Every jurisdiction has its own legal framework for mental health issues and it is impossible to provide a survey here of the wide range of legal solutions adopted. However, there is a wide range of general literature available on this topic. (12, and 3) The British model, which exists in English and Scottish versions, will be used here for illustrative purposes. Obviously there will be differences between the legislative arrangements in each country, but an understanding of one system will usually help to explain the rules of another system. The concerns with which mental health legislation deals are, of course, universal, and indeed there is now a strongly international flavour to the mental health law debate. This is demonstrated in the litigation on mental health matters which forms a substantial part of the business of the European Court of Human Rights. The international dimension is also underlined by a number of international codes which spell out the human rights standards to which individual countries should aspire in the promulgation of their domestic mental health legislation. Such codes do not have local force, but they are undoubtedly influential in the creation of international norms for treatment of psychiatric patients. An example of international guidelines is provided by the Principles for the Protection of Persons with Mental Illness and the Improvement of Mental Health Care adopted by the United Nations in 1991.(4)

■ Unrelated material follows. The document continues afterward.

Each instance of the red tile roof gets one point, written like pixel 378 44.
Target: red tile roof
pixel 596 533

At the domestic level, the common law starts from the position that every person has a right to physical integrity which must not be compromised except when there is clear legal authorization for such intervention.(5) In the medical context this means that no adult may be subjected to medical treatment of any sort unless he or she has consented to such treatment. This principle is firmly entrenched in the Anglo-American legal tradition—the legal system applicable in most English-speaking countries—and its breach may result in criminal and civil action. A person who is subjected to treatment to which he or she has not consented may have an action for civil damages against the person who treats him or her, and may also, in certain circumstances, expect criminal charges of assault to be brought in respect of the unwarranted intervention. The courts have emphasized that this right to refuse treatment may be exercised even when the treatment is necessary to save the life of the patient. In the Canadian case of Malette v. Shuman,(6) for example, substantial damages were awarded against a doctor who had administered a blood transfusion in the face of a patient's clearly-stated objection to such a procedure. English cases recognizing the right to refuse treatment include Re T (Adult: Refusal of Treatment) (7) and Airedale NHS Trust v. Blana.(8) It is not possible, then, to rely on an argument that the necessity of saving life justifies non-consensual treatment.
The right to reject treatment requires, however, capacity or competence to do so. A doctor is legally justified in giving emergency treatment to a person who is prevented from stating a preference by virtue of unconsciousness, and this justification extends to circumstances where the patient is, by virtue of mental disorder, unable to make a rational decision relating to treatment. The legal principle of necessity thus justifies the administration of life-saving treatment where the patient's mental condition makes it impossible to give a valid consent. It is important to note, however, that the necessity principle has strict limits. It is not possible to use it to override the preferences of patients where these are clearly expressed and where they have expressed an objection to treatment.
Mental illness raises very different legal issues. The law has developed a clear structure for the administration of treatment for persons suffering from mental disorder. This structure provides doctors with the power to treat without the consent of the patient and, as a concomitant of this, the power to deprive the patient of his or her liberty. However, the scope of this legal power is limited. Mental health powers are not intended to be used to treat other conditions, and in particular they are not intended to enable society to coerce those whose behaviour may be unconventional or antisocial but who do not suffer from a mental disorder.